Tuesday, February 17, 2004

What if Frank O’Hara had been, literally, a court jester? Or, at the very least, tutor of the King’s children? Those are questions that linger in the imagination as one reads Pattie McCarthy’s forthcoming Verso. In “alibi (that is : elsewhere),” the second of the book’s three sections – and the one section that is available already as a Duration Press ebook – McCarthy strikes a new tone in & for her poetry, less formal, almost personal. At the same time, however, all of the concerns – with history, naming, gender, etymology & referentiality – that have always animated her work rage on unabated. Not atypical: alibi is Latin for elsewhere.

 

The tone in the sequence’s first poem comes off as quite campy:

 

nonesuch auguries, egads.

we will have none of that.

saying again this place is

this, only moreso.

here the air

rises from beneath it

seems & is heavy salty—

whereas there the air is sharp,

takes corners, comes around

corners sharply.

it hasn’t rained for fourteen days. the birds

have thwarted me & eaten the verbena seeds.

I smell like a girl & tire of profundity.

 

In what reads like an act of utter divergence, the very next piece quotes Thackeray, Chaucer & Shakespeare, all on the subject on augury. If an alibi literally is a mode of displacement – “I was not at X when Y took place” – then divination is likewise predicated on an ability to read details, as if the whole universe took on the symbolic qualities we usually reserve for words.

 

It takes McCarthy only three more pages to blend all these elements & arrive at this remarkable level of density:

 

there one is afraid of that

which is invisible whereas

here one fears that which is seen.

with maps, one could endeavor to prove

one’s self alibi.

no one leaves here ever if

only there was another.

it’s not safe sometimes to meddle with walls.

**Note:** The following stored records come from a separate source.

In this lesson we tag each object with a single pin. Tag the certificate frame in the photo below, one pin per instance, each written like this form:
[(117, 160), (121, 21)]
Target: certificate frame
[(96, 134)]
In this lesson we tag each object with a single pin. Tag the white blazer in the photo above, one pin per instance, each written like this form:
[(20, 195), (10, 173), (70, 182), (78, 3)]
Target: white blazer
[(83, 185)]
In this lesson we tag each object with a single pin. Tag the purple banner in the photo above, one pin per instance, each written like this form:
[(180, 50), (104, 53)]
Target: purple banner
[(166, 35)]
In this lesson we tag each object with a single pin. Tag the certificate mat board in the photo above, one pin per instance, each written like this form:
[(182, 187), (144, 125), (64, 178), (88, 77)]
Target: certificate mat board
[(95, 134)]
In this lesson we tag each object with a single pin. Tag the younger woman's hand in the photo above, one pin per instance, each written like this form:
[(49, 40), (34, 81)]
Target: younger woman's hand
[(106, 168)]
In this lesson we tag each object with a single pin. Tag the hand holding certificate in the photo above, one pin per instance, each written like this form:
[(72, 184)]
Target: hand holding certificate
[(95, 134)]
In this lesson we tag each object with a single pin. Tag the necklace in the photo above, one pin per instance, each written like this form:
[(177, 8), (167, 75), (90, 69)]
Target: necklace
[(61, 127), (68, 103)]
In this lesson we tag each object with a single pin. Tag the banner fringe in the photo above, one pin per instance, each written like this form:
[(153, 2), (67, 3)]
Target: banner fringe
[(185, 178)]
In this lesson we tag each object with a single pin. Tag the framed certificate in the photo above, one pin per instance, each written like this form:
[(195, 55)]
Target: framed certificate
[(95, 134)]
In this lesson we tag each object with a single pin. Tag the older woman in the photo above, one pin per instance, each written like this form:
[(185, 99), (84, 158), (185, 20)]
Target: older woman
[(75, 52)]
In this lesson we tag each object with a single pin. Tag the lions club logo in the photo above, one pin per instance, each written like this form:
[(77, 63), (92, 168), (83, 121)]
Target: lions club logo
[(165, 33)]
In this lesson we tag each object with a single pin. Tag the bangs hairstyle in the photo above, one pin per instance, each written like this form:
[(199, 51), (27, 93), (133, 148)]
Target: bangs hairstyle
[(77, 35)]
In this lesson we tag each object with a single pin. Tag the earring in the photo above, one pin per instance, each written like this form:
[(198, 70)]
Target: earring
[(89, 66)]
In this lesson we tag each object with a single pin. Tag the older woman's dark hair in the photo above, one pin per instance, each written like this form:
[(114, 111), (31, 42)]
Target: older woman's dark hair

the fall of Jane Scrope’s sparrow.

if by making certain

conditions of the air — well, that’s how they took

the poison in those days.

 

One part Gertrude Stein, perhaps, one part John Skelton, definitely. It was, it’s worth remembering, not the wall that caused the death of Jane Scrope’s sparrow, but the presence of the cat Gyb. The wall, however, is what McCarthy wants us to if not see at least feel, pressing on us at all points. Thus an allusion to a poem 500 years old in what at first reads as if it were “plain speech.”

 

The problem of knowledge in poetry has bedeviled modernism & what’s come after since Pound first edited T.S. Eliot in order to make him more, not less, cryptic. Where Robert Duncan wrote of “the secret doctrine,” Charles Olson countered that “such secrecy is wearing the skin that truth is inside-out.* There was a day certainly when every college student – at least the English majors – could have been expected to recognize that sparrow, but, save for the Straussians, that day died before my years in college in the 1960s. McCarthy appears to have found a writing that lets her – and us – have it both ways, by making the membrane between the visible & its opposite the focal point. Which, to my mind, is where O’Hara comes in, perhaps the most eloquent practitioner ever of what I might characterize as cloaked rhetoric, the complex articulation tossed off as if it were a spontaneous aside.

 

The word McCarthy finds for this is an Irish one, pishogue, which, in a pluralized Irish spelling – “piseogs” – is the title of the third major sequence in Verso. Spells might be a good English translation, sayings that by their very nature convey witchcraft. This section reads very much as the notes to an investigation into the murder of Bridget Cleary, an 1894 case of an Irish housewife burned alive by her husband in the belief that she’d been stolen by the faerie folk.

 

Wisdom, magic, reference – all systems that hinge upon a coming into representation, the word made flesh, even if only so that it might be burnt. Verso, in this sense, has another meaning – the same one we find hidden in the word verse, that constant, compulsive turning, from the visible & back again, from the magic to the muggle, the meaning to the word, a perpetual, ineluctable shuttling back & forth, as restless as the imagination.

 

From the very beginning, Pattie McCarthy has been one of our most intellectually ambitious poets – a tradition she shares with Rachel Blau DuPlessis & Beverly Dahlen & with H.D. before that. And indeed with the likes of Pound & Olson. We can still count the number of women who attempt writing on such a scale on the fingers of our hands. So it is worth noting & celebrating this addition to that roster.

 

 

 

 

* In “Against Wisdom As Such,” in Human Universe, Grove Press, 1967, p. 68.